Opinion
2012-10-24
Ralph R. Carrieri, Mineola, N.Y., for appellant. John Ciampoli, County Attorney, Mineola, N.Y. (Robert F. Van der Waag of counsel), for respondent.
Ralph R. Carrieri, Mineola, N.Y., for appellant. John Ciampoli, County Attorney, Mineola, N.Y. (Robert F. Van der Waag of counsel), for respondent.
In a juvenile delinquency proceeding pursuant to Family Court Act article 3, Richard H. appeals from (1) an order of disposition of the Family Court, Nassau County (Greenberg, J.), dated September 7, 2011, which, upon a fact-finding order of the same court dated July 27, 2011, made upon his admission, finding that he committed an act which, if committed by an adult, would have constituted the crime of attempted assault in the third degree, adjudged him to be a juvenile delinquent and placed him on probation for a period of 12 months, and (2) an order of protection of the same court, also dated September 7, 2011, which directed him, inter alia, to stay away from Thomas G. until and including September 6, 2012.
ORDERED that the appeal from so much of the order of disposition as placed Richard H. on probation for a period of 12 months is dismissed as academic, without costs or disbursements, as the period of placement has expired; and it is further,
ORDERED that the order of disposition is affirmed insofar as reviewed, without costs or disbursements; and it is further,
ORDERED that the appeal from the order of protection is dismissed as academic, without costs or disbursements.
Despite the fact that the term of the appellant's probation has already expired, there may be collateral consequences resultingfrom the adjudication of delinquency and, therefore, the appeal from so much of the order of disposition as adjudged the appellant to be a juvenile delinquent has not been rendered academic ( see Matter of Natasha G., 91 A.D.3d 948, 937 N.Y.S.2d 616;Matter of Tafari M., 90 A.D.3d 1052, 934 N.Y.S.2d 852;Matter of Ejiro A., 268 A.D.2d 428, 428, 701 N.Y.S.2d 622).
Contrary to the appellant's contention, the Family Court properly adjudged him to be a juvenile delinquent, since a preponderance of the evidence supported its determination that he required “supervision, treatment or confinement” (Family Ct. Act § 352.1[1]; see Matter of Janay P., 11 A.D.3d 697, 783 N.Y.S.2d 293;Matter of Kryzstof K., 283 A.D.2d 431, 432, 723 N.Y.S.2d 888).

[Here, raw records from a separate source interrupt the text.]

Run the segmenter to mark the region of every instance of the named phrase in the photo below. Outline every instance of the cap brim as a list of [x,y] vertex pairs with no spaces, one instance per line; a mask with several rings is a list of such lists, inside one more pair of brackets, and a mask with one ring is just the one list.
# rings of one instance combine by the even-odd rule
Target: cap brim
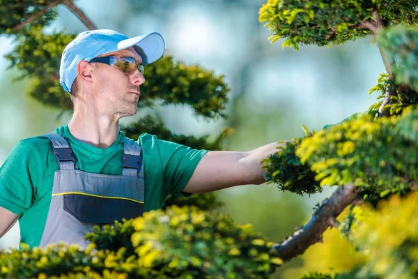
[[158,60],[164,54],[165,43],[162,36],[157,32],[130,38],[120,41],[117,50],[125,50],[134,47],[142,58],[142,64],[150,64]]

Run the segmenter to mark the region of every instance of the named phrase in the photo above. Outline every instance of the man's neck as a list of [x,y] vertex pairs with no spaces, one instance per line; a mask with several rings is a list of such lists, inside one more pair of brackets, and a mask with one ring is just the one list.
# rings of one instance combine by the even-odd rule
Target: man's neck
[[107,148],[114,144],[119,132],[119,120],[109,116],[77,114],[68,123],[71,135],[93,146]]

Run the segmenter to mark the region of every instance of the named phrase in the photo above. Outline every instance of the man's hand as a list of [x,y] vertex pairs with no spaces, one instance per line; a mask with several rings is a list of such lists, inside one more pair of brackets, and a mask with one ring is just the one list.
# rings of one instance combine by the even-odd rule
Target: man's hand
[[0,238],[13,227],[18,218],[17,214],[0,206]]
[[261,184],[265,182],[261,161],[278,152],[281,144],[274,142],[248,152],[208,152],[183,191],[201,193],[238,185]]

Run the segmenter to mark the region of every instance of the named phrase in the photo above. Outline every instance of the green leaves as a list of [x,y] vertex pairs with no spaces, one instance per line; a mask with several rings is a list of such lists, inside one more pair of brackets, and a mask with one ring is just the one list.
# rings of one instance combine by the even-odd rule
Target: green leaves
[[369,93],[373,92],[378,93],[377,99],[380,100],[370,106],[370,113],[376,114],[382,105],[385,98],[386,90],[390,86],[392,96],[390,102],[384,106],[384,110],[389,110],[390,116],[398,116],[402,114],[405,109],[413,107],[418,103],[418,93],[412,89],[408,85],[398,84],[393,79],[389,80],[386,73],[380,74],[378,78],[378,84],[370,89]]
[[176,135],[150,116],[146,116],[137,122],[130,123],[128,126],[123,126],[121,130],[125,133],[127,137],[131,139],[138,139],[141,134],[148,133],[150,135],[155,135],[160,140],[174,142],[193,149],[212,151],[221,150],[222,141],[232,133],[230,128],[225,128],[212,141],[208,140],[208,136],[196,137],[194,136]]
[[274,183],[282,191],[291,191],[298,195],[309,195],[321,192],[319,183],[315,180],[315,173],[307,164],[303,164],[296,156],[296,149],[302,139],[293,139],[279,147],[278,153],[265,160],[265,176],[268,183]]
[[[17,35],[16,48],[6,56],[10,67],[21,70],[20,78],[34,78],[31,96],[62,111],[72,110],[72,105],[59,84],[61,54],[75,36],[63,32],[45,34],[40,27],[28,29]],[[215,76],[197,66],[175,63],[171,56],[166,56],[146,66],[146,78],[141,91],[143,106],[162,100],[162,105],[189,105],[196,114],[205,117],[225,116],[229,89],[223,76]]]
[[399,22],[418,22],[418,3],[393,0],[268,0],[258,20],[273,32],[274,43],[286,38],[283,46],[341,44],[378,28]]
[[404,128],[417,119],[410,110],[398,118],[364,115],[307,137],[296,155],[311,165],[321,186],[354,183],[363,186],[368,201],[380,199],[383,193],[404,195],[418,179],[418,146],[411,140],[417,131]]
[[163,105],[190,105],[196,114],[225,116],[229,88],[224,76],[215,76],[197,65],[186,66],[166,56],[145,68],[146,82],[141,88],[142,102],[156,99]]
[[10,68],[20,70],[15,80],[31,79],[29,94],[44,105],[61,111],[72,107],[70,96],[59,84],[61,53],[75,34],[63,32],[45,34],[42,27],[22,31],[15,50],[6,55]]
[[0,0],[0,34],[15,33],[25,23],[42,27],[56,17],[60,0]]

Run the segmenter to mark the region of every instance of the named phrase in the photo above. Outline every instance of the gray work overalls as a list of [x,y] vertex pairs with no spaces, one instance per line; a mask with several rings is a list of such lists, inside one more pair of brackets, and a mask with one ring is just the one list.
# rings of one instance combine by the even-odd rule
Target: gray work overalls
[[144,205],[144,163],[141,146],[125,137],[123,174],[108,175],[77,169],[67,141],[56,133],[52,142],[59,169],[55,172],[52,197],[40,243],[79,243],[95,225],[102,225],[142,216]]

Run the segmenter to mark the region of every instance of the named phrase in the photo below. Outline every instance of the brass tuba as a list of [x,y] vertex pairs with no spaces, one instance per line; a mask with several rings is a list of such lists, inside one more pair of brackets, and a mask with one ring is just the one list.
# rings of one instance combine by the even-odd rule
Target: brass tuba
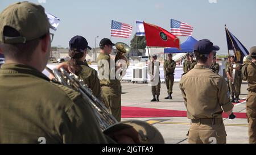
[[122,64],[122,66],[117,70],[119,76],[118,79],[121,81],[126,73],[126,69],[129,65],[129,60],[125,55],[128,55],[131,49],[128,45],[121,42],[115,43],[115,48],[117,48],[117,53],[115,57],[115,66],[118,66],[118,64]]
[[[131,120],[118,122],[109,112],[105,105],[92,94],[84,81],[75,74],[68,73],[64,68],[60,70],[52,70],[46,67],[52,74],[56,82],[67,86],[81,93],[85,103],[88,103],[93,110],[96,119],[102,132],[106,135],[111,135],[117,131],[126,128],[133,128],[139,135],[140,143],[164,143],[160,132],[153,125],[141,120]],[[110,136],[111,137],[111,136]]]

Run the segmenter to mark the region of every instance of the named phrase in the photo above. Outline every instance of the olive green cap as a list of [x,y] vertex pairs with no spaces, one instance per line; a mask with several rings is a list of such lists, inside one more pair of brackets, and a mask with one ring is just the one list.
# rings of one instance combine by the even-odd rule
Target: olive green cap
[[[28,2],[11,5],[0,14],[0,43],[20,44],[39,38],[49,32],[50,24],[40,5]],[[5,26],[14,28],[20,36],[5,36]]]

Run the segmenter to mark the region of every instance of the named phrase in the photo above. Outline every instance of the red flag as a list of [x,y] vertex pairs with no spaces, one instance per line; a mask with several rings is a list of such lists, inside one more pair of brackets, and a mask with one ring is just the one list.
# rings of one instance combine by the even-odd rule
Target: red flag
[[157,26],[145,22],[143,24],[147,46],[180,48],[180,40],[175,35]]

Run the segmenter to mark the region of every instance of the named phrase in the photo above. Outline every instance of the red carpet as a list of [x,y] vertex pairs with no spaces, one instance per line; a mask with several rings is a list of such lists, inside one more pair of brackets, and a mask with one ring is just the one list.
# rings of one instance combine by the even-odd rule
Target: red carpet
[[[122,107],[122,118],[163,118],[163,117],[187,117],[187,111],[135,107]],[[236,118],[246,118],[245,113],[234,113]],[[224,114],[224,118],[228,116]]]
[[232,104],[234,104],[234,105],[235,105],[235,104],[240,103],[243,102],[245,102],[245,99],[240,99],[240,100],[239,100],[240,103],[232,103]]

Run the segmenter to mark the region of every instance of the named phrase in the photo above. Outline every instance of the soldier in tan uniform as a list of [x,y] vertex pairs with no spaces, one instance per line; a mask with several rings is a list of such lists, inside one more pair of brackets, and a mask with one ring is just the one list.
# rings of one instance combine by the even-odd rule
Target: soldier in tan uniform
[[150,75],[151,84],[151,93],[153,99],[151,102],[159,102],[160,89],[161,81],[160,80],[159,66],[160,62],[156,61],[156,55],[153,55],[151,60],[148,64],[148,70]]
[[118,121],[121,121],[121,87],[120,81],[117,79],[114,60],[109,55],[115,45],[110,40],[102,39],[100,42],[100,53],[97,58],[100,83],[107,107]]
[[176,62],[172,60],[172,55],[168,54],[168,60],[166,60],[164,62],[164,77],[166,78],[166,84],[167,87],[168,97],[164,99],[172,99],[172,86],[174,81],[174,70],[176,68]]
[[249,123],[249,143],[256,144],[256,47],[250,49],[252,62],[242,68],[243,80],[248,81],[246,116]]
[[[6,60],[0,70],[0,143],[114,143],[80,93],[42,73],[53,35],[44,8],[18,2],[1,13],[0,21]],[[115,139],[127,135],[119,135]]]
[[[242,84],[242,77],[241,73],[241,66],[236,65],[233,68],[234,56],[230,56],[230,63],[227,65],[226,72],[228,78],[229,89],[232,97],[232,102],[239,103],[239,95],[240,95],[241,85]],[[233,77],[233,72],[235,72],[234,77]],[[234,96],[236,98],[234,98]]]
[[197,64],[183,74],[180,88],[191,120],[189,143],[226,143],[223,111],[230,114],[233,107],[225,79],[209,69],[213,46],[209,40],[199,41],[195,46]]
[[88,87],[92,90],[93,94],[103,101],[98,73],[96,70],[89,67],[85,60],[87,51],[92,49],[88,46],[87,40],[81,36],[75,36],[71,38],[69,44],[68,54],[71,58],[68,63],[71,68],[76,75],[84,80]]
[[189,53],[186,54],[186,59],[183,62],[183,72],[187,73],[189,69]]

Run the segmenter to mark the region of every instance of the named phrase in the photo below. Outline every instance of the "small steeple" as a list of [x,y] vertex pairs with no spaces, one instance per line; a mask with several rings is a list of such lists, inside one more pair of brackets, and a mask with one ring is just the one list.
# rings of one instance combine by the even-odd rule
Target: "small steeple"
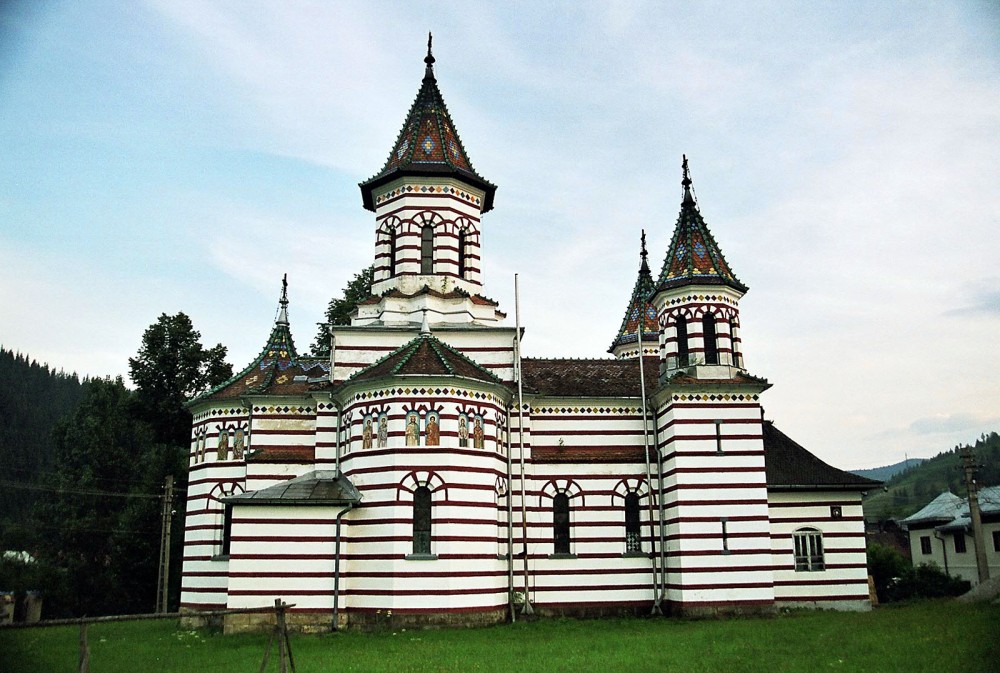
[[441,97],[434,76],[433,37],[427,34],[424,79],[413,101],[403,128],[389,152],[389,158],[376,175],[362,182],[364,207],[374,211],[372,191],[405,176],[455,177],[484,192],[482,212],[493,208],[496,185],[476,172],[458,137],[455,124]]
[[[642,230],[640,237],[639,257],[642,262],[639,265],[639,277],[636,279],[635,287],[632,289],[632,298],[629,300],[625,310],[625,319],[618,330],[609,353],[615,357],[638,356],[636,346],[638,345],[639,329],[642,329],[643,339],[650,345],[656,345],[655,335],[659,332],[660,326],[656,321],[656,308],[650,303],[650,295],[653,293],[653,276],[649,272],[648,254],[646,252],[646,230]],[[629,350],[631,348],[631,350]],[[627,353],[627,355],[626,355]]]
[[656,283],[657,291],[682,285],[728,285],[738,292],[746,292],[747,286],[729,268],[719,244],[698,210],[686,155],[681,170],[684,198],[670,249]]
[[427,56],[424,57],[424,63],[427,67],[424,69],[424,81],[434,80],[434,54],[431,53],[431,42],[433,42],[434,36],[431,35],[430,31],[427,31]]
[[288,274],[281,279],[281,299],[278,300],[278,318],[274,321],[278,325],[288,325]]

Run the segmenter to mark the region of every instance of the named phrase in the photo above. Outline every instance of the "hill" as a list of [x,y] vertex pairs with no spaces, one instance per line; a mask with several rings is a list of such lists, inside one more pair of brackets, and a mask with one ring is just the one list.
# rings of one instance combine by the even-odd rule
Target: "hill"
[[[0,347],[0,549],[18,548],[16,529],[31,510],[35,484],[51,468],[52,430],[83,399],[87,381]],[[13,536],[13,537],[12,537]]]
[[[965,497],[965,477],[959,469],[963,448],[956,446],[890,478],[884,489],[865,497],[865,518],[882,521],[909,516],[942,491]],[[1000,484],[1000,435],[983,435],[971,448],[980,465],[979,485]]]
[[907,460],[901,460],[898,463],[893,463],[892,465],[872,467],[867,470],[850,470],[850,472],[851,474],[856,474],[859,477],[868,477],[869,479],[875,479],[877,481],[889,481],[900,472],[905,472],[911,467],[916,467],[925,460],[926,458],[908,458]]

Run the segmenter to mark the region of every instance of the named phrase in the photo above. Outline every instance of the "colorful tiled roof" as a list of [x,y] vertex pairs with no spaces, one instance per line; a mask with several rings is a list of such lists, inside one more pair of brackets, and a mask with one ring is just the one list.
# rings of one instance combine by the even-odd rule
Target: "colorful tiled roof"
[[[646,393],[656,390],[660,363],[643,358]],[[639,364],[632,360],[525,358],[526,390],[552,397],[639,397]]]
[[767,487],[775,490],[868,491],[882,485],[881,481],[824,463],[774,427],[771,421],[764,421],[764,470]]
[[462,146],[462,140],[458,137],[458,131],[448,114],[434,77],[434,56],[431,54],[429,36],[424,63],[427,67],[420,91],[406,115],[406,121],[403,122],[403,128],[392,146],[385,166],[359,185],[364,206],[368,210],[375,210],[372,190],[397,177],[445,175],[460,178],[482,189],[485,192],[485,213],[493,208],[496,185],[476,172]]
[[646,252],[645,231],[642,232],[641,250],[642,264],[639,265],[639,277],[636,279],[635,287],[632,289],[632,298],[629,299],[628,308],[625,310],[625,318],[622,320],[622,326],[618,329],[618,336],[615,337],[615,340],[611,343],[611,348],[608,349],[609,353],[613,353],[615,348],[623,344],[638,342],[640,316],[642,316],[643,320],[642,334],[644,341],[655,342],[657,339],[656,335],[660,331],[660,326],[656,321],[656,307],[649,301],[655,285],[653,284],[653,275],[649,272],[649,262],[646,259],[648,253]]
[[684,179],[681,184],[684,186],[684,199],[656,289],[698,284],[728,285],[739,292],[746,292],[747,286],[729,268],[719,244],[715,242],[698,211],[698,204],[691,194],[691,177],[686,156],[683,169]]
[[387,376],[461,376],[500,383],[492,372],[431,334],[421,334],[384,358],[356,372],[349,380],[370,381]]
[[[283,386],[284,394],[299,392],[291,389],[296,384],[299,384],[299,387],[308,388],[307,384],[297,381],[297,379],[307,377],[309,370],[322,368],[323,363],[319,360],[299,361],[295,342],[292,340],[292,331],[288,324],[287,276],[282,279],[281,300],[278,303],[278,317],[274,321],[274,328],[260,354],[238,374],[198,395],[188,402],[189,405],[208,399],[232,399],[243,395],[270,392],[275,386]],[[329,369],[329,365],[326,368]]]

The order of protection expired by its own terms on September 6, 2012, and the determination of the appeal from that order of protection would, under the facts of this case, have no direct effect upon the parties ( see Matter of Max F. [ Emma F.-G.], 97 A.D.3d 816, 817, 949 N.Y.S.2d 107;Matter of Claudia G. [ Ermelio G.], 71 A.D.3d 894, 895, 895 N.Y.S.2d 831; Matter of Brittany C. [ Linda C.], 67 A.D.3d 788, 789–790, 891 N.Y.S.2d 80). Accordingly, the appeal from the order of protection must be dismissed as academic.